I developed 6 static friction stations over the weekend for our introduction to friction in introductory physics. Most of the stations present students with two objects that need to be “budged”, and some hopefully accessible (visible or tactile way of telling) which one is harder to budge. Students are asked to predict which one they think will be harder to budge, and to articulate their reasoning.
Station 1: Material
The first one (above) is 2 identical blocks wrapped on the bottom with sand paper of a different grit. Students tend to know that material should make a difference, but often select the wrong one. The rougher feeling sand paper is not grippier! [Makes me wonder why do we sometimes say that coefficient of friction has to do with the roughness of the surface? Rubber is quite grippy, but no one would describe it as rough. Some rocks surface feels quite rough but are pretty slippery.] I’ve been asking students afterwards to feel the two and tell me which one they think they would rather have on the bottom of their shoe and why?
Station 2: Surface Area
Station 3: Mass
The second one (above) has identical blocks (and masses) placed with different surface area of contact. It’s common for students to think that more area will allow it to be more grippy. Students are surprised that it doesn’t seem to make a difference. Later, we’ll address why that might be the case.

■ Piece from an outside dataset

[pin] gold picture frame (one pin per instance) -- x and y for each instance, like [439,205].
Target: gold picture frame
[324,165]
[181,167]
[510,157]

The third one (above) has objects of different mass, which students tend to get correct (although not necessarily for the right reason). Mass comes up in two other demos.
Station 4: Vertical Lift
The fourth one (above) has two identical masses, one sitting on a surface, but the other identical mass is being pulled up slightly with a rubber band (thus lessening the normal force) Students tend to get this one correct, but getting them to articulate why they think so is a bit of work.
Station 5: Lifting vs. Dragging
The fifth one compares barely lifting (vertically) to barely budging (horizontally across a grippy surface). It’s a 1.0 kg block, so it takes about ~10N to lift. So far, students mostly think it will take more than 10N. The reasoning I hear has been, to lift it vertically, only the weight is opposing you, the air isn’t offering any resistance… to move it horizontally, you have to contend with both weight and the friction. Students are confounded! After, I try to get students to shop through their minds of objects in their house that they think they could budge, but not lift.. it’s easy to come up with some. This definitely gets us in the stickiness of the different between mass and weight.
Station 6: Heavy without friction or light with friction
The sixth one has a heavy frictionless cart, and a light friction cart. Students pause to think here, quite a bit. In talking with students, it seems they are conflicted. What is most surprising to them is that any force gets the heavy cart to budge!… I’m going to have us watch the “million to one ” video from PSSC, after I think. Five and six together really get at tough ideas, not just about friction, but about mass/weight/N2nd Law, etc…
I’ve made a few changes to the setups from the pictures, including labels for the objects (A and B), and coloring that makes it easy to identify that one that has a friction pad.
Next time, I want to do the first three to establish that mass and material matters, surface area does not. Doing the discussion with all six was too much. Have that discussion, first, and solidify those ideas.
Then, return to the issue of mass with the last three — mass matters, but not in the way you might think.
Possible to also refine idea of material… so 3 to establish what does and doesn’t matter, and then follow ups to refine our idea of how and in what way material / mass matter!